HUKUK GENEL KURULU KARARI
Hukuk Genel Kurulunca incelenerek direnme kararının süresinde temyiz edildiği anlaşıldıktan ve dosyadaki belgeler okunduktan sonra gereği görüşüldü:
Dava, kadastro tespitine itiraza ilişkindir.
Davacı Hazine vekili; Aydın ili Karpuzlu ilçesi Meriçler köyü Yayla mevkiinde kain çekişme konusu 201 ada 111 parsel ile 206 ada 80 parsel sayılı taşınmazların kadastro çalışmaları sırasında davalı adına tespit edildiğini ancak 201 ada 111 parsel sayılı taşınmazın tahmini 2000 m2"lik, 206 ada 80 parsel sayılı taşınmazın da 1000 m2"lik kısımlarının mera niteliğinde olduğundan özel mülkiyete konu olamayacağını ileri sürerek 201 ada 111 parsel sayılı taşınmazın 2000 m2"lik bölümü ile 206 ada 80 parsel sayılı taşınmazın 1000 m2"lik kısmının davalı adına yapılan tespitlerinin iptali ile mera özel siciline mera olarak kaydedilmesine karar verilmesini istemiştir.
Davalı; dava konusu taşınmazların murislerinden intikal ettiğini, mera niteliğinde olmadığını belirterek davanın reddini savunmuştıur.
Yerel mahkemece; dava konusu taşınmazların davalıya babasından miras olarak kaldığı, taşınmazların içerisinde 80 yıllık imar ve ihyası tamamlanmış mahsüldar zeytin ağaçlarının bulunduğu, her iki taşınmazın da kıraç, susuz dördüncü sınıf tarım arazisi olduğu ve mera özelliğinin bulunmadığı gerekçeleriyle davanın reddine çekişmeli taşınmazların tespit gibi tescillerine karar verilmiştir.

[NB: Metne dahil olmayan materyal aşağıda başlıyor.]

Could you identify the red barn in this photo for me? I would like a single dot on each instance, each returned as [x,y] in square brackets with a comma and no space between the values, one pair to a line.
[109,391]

Kararın davacı Hazine vekili tarafından temyiz edilmesi üzerine Özel Dairece; uyuşmazlığın dava konusu taşınmaz bölümlerinin kamu malı niteliğinde mera olup olmadığı yönünde toplandığı, uyuşmazlığın saptanan niteliği dikkate alınarak taşınmazların bulunduğu bölgede yetkili idari merciler tarafından 4753, 5618 sayılı Yasa’lar uyarınca mera tahsisi yapılmış olup olmadığının ilgili merciden, 4342 sayılı Yasa uyarınca mera tahsisi yapılıp yapılmadığının mülki amirlikten sorulup saptanması, tahsis yapılmış ve bu yönetimsel işlemler kesinleşmiş ise, mera tahsis haritası ve eki belgeler getirtilerek yerinde uygulanması, bu yolla dava konusu taşınmazın mera tahsis haritasının kapsamında kalıp kalmadığının duraksamaya meydan vermeyecek şekilde belirlenmesi, taşınmazın bulunduğu bölgede yetkili idari merciler tarafından mera tahsisi yapılmamış ise yerel bilirkişi ve tanıklardan dava konusu taşınmazın öncesinin bilinmeyen bir zamandan beri geleneksel biçimde mera olarak kullanılıp kullanılmadığı yolunda olaylara dayalı bilgi alınması, taşınmazın fiziksel yapısının ve meyil durumunun ayrıntılı şekilde keşif tutanağına geçirilmesi, komşu taşınmazların toprak yapısı ile dava konusu taşınmazın toprak yapısının mukayese edilmesi, dava konusu taşınmazın kamu malı niteliğinde mera olmadığı sonucuna varıldığı takdirde, yeterli biçimde zilyetlik araştırması yapılması, taşınmazın öncesinin kime ait olduğu, kimden kime kaldığı, zilyetliğin başlangıç günü, süresi, sürdürülüş biçimi hakkında yerel bilirkişi ve tanıklardan olaylara dayalı bilgi ve uzman bilirkişilerden denetime elverişli rapor alınarak tüm deliller birlikte değerlendirilmek suretiyle karar verilmesi gerektiği gerekçesiyle bozulmuştur.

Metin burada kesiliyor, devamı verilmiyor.